Small businesses, from restaurants to nightclubs and wedding planners to beauty parlours, on Friday won the right to insurance payouts after Britain's highest court ruled many policies should cover losses caused by coronavirus lockdowns.
Six of the world's largest commercial insurers — Hiscox, RSA, QBE, Argenta, Arch, and MS Amlin — argued many business interruption policies did not cover widespread disruption after government efforts to curb the virus from last March.
But the UK Supreme Court unanimously dismissed appeals by the insurers after scrutinising nondamage insurance policy clauses — which cover disease, denial-of-access-to-business-premises, and hybrid clauses — in a comprehensive victory for the regulator and policyholders.
The Financial Conduct Authority brought the closely watched test case on behalf of policyholders last June, saying it could affect 370,000 policyholders and 60 insurers, paving the way for an estimated £1.2 billion ($1.6 billion) in claims.
Alistair Handyside, chair of the Professional Association of Self-Caterers UK, said he was delighted by a judgement that would mean survival for many amidst a third lockdown.
Some policyholders, however, are weary.
"It would appear we have won another battle this morning ten months too late," said Murray Pulman, who runs The Posh Partridge cafe in Dorchester, southwest England.
"The war is not over, however," he said. "Getting payment, compensation, and costs ... is another whole new fight which begins today."
QBE faces late-payment claim
Sonia Campbell, a partner at law firm Mishcon de Reya who represents a group of policyholders, said she would be seeking damages for late payment from QBE. The Australian-listed insurer was not immediately available for comment.
Hiscox, MS Amlin, Argenta, and RSA said they would be paying claims as soon as possible. Arch stated that some of its policy wordings would now respond to pandemic claims.
Hiscox, whose shares dropped more than 5% before recovering, estimated its 2020 estimate for pandemic-related business interruption had risen by $48 million net of reinsurance, bringing total claims to £136 million.
Barclays analysts said the ruling was negative for insurers but no "game-changer".
The FCA said it would work with insurers to ensure they settled claims quickly and made interim payments if possible.
The case turned on the wordings of business interruption policies with clauses offering cover when insured premises cannot be accessed because of public authority restrictions, in the event of a notifiable disease within a specified radius and hybrid wordings.

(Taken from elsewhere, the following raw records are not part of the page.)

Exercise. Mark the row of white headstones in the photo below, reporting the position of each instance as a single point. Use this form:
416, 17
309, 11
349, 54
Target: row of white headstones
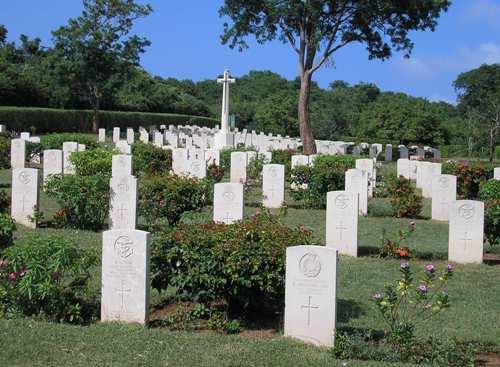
310, 297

Insurers said they were paying valid claims but that they could not provide limitless cover for losses when the bulk of an economy was shut down and people consigned to their homes in the toughest restrictions on public life since World War II.
London's High Court ruled last September that some insurers had been wrong to deny cover, prompting six insurers, the FCA, and the Hiscox Action Group of policyholders to challenge elements of the ruling they had lost. The case leapfrogged the Court of Appeal because of its critical nature.
Christopher Croft, CEO of the London & International Insurance Brokers’ Association, said the industry's reputation had been damaged. "We need to think hard about how we redress that," he said.